Department of Anaesthesiology, Erasmus Medical Center, Rotterdam, The Netherlands.
Respir Med. 2010 May;104(5):690-6. doi: 10.1016/j.rmed.2009.11.013. Epub 2009 Dec 14.
The co-existence between chronic obstructive pulmonary disease (COPD) and heart failure has been previously described. However, the co-existence between COPD and subclinical left ventricular (LV) dysfunction, without the presence of heart failure symptoms, is less well understood.
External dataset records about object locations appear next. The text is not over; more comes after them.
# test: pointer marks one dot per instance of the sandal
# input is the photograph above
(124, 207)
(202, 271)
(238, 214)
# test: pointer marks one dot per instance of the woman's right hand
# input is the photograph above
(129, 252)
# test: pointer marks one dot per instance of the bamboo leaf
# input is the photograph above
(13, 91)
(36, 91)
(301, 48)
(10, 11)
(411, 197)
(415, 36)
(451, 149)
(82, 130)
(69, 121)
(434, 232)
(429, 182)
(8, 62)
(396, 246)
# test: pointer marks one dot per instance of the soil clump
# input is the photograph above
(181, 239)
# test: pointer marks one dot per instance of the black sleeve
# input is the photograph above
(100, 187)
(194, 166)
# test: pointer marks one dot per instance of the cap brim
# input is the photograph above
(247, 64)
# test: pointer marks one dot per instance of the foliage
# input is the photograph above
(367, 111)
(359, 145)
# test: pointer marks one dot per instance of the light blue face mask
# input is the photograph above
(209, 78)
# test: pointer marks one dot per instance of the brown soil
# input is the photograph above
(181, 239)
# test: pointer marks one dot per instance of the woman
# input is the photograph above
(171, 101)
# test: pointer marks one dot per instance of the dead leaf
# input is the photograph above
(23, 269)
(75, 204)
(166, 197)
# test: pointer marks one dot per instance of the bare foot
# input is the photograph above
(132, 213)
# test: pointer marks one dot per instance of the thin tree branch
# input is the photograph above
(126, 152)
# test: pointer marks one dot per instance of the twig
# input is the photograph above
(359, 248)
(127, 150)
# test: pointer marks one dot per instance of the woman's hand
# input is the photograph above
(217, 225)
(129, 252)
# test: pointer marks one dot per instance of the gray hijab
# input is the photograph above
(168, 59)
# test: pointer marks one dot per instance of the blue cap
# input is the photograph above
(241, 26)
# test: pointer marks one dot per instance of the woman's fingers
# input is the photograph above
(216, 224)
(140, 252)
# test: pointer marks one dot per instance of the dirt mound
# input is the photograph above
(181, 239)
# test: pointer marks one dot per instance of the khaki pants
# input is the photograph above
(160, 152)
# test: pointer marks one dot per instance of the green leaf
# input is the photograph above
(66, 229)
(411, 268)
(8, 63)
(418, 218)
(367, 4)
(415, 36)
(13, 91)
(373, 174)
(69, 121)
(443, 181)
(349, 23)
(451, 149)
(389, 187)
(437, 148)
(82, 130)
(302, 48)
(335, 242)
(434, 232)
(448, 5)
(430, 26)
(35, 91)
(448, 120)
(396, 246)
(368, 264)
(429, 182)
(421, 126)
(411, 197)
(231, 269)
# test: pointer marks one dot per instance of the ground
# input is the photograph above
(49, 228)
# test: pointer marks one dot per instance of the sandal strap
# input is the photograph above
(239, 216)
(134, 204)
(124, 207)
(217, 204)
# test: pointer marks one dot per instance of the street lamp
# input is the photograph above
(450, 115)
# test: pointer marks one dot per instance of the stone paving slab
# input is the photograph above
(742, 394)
This study determined the relationship and clinical relevance of COPD and subclinical LV dysfunction in vascular surgery patients.
1005 consecutive vascular surgery patients were included in which COPD was determined using spirometry and LV function using echocardiography. Mild COPD was defined as FEV(1)>or=80% of predicted+FEV(1)/FVC-ratio<0.70. Moderate/severe COPD was defined as FEV(1)<80% of predicted+FEV(1)/FVC-ratio<0.70. Systolic LV dysfunction was defined as LV ejection fraction <50% and diastolic LV dysfunction was diagnosed based on E/A-ratio, pulmonary vein flow and deceleration time. Multivariate regression analyses were used to evaluate the impact of COPD and LV dysfunction on all-cause mortality. The mean follow-up time was 2.2+/-1.8 years.
Both, mild and moderate/severe COPD were associated with increased risk for subclinical LV dysfunction with odds ratio of 1.6 (95%-CI=1.1-2.3) and 1.7 (95%-CI=1.2-2.4), respectively. Mild- or moderate/severe COPD in combination with LV dysfunction was associated with increased risk for all-cause mortality (mild: hazard ratio 1.7; 95%-CI=1.1-3.6, moderate/severe: hazard ratio 2.5; 95%-CI=1.5-4.7).
COPD was associated with increased risk for subclinical LV dysfunction. COPD+subclinical LV dysfunction was associated with increased risk for all-cause mortality compared to patients with COPD+normal LV function. Echocardiography may be useful to detect subclinical cardiovascular disease and risk-stratify COPD patients undergoing vascular surgery.
慢性阻塞性肺疾病(COPD)与心力衰竭共存的情况此前已有描述。然而,COPD 与亚临床左心室(LV)功能障碍共存,而没有心力衰竭症状,这种情况的了解还不够充分。本研究旨在确定血管外科患者中 COPD 和亚临床 LV 功能障碍之间的关系和临床相关性。
共纳入 1005 例连续的血管外科患者,通过肺量测定法确定 COPD,通过超声心动图确定 LV 功能。轻度 COPD 定义为 FEV1>80%预测值+FEV1/FVC 比值<0.70。中度/重度 COPD 定义为 FEV1<80%预测值+FEV1/FVC 比值<0.70。收缩期 LV 功能障碍定义为 LV 射血分数<50%,舒张期 LV 功能障碍根据 E/A 比值、肺静脉血流和减速时间来诊断。采用多变量回归分析评估 COPD 和 LV 功能障碍对全因死亡率的影响。平均随访时间为 2.2+/-1.8 年。
轻度和中度/重度 COPD 均与亚临床 LV 功能障碍的风险增加相关,比值比分别为 1.6(95%CI=1.1-2.3)和 1.7(95%CI=1.2-2.4)。轻度或中度/重度 COPD 合并 LV 功能障碍与全因死亡率的风险增加相关(轻度:危险比 1.7;95%CI=1.1-3.6,中度/重度:危险比 2.5;95%CI=1.5-4.7)。
COPD 与亚临床 LV 功能障碍的风险增加相关。与 COPD 合并正常 LV 功能的患者相比,COPD+亚临床 LV 功能障碍与全因死亡率的风险增加相关。超声心动图可能有助于检测亚临床心血管疾病并对接受血管外科手术的 COPD 患者进行风险分层。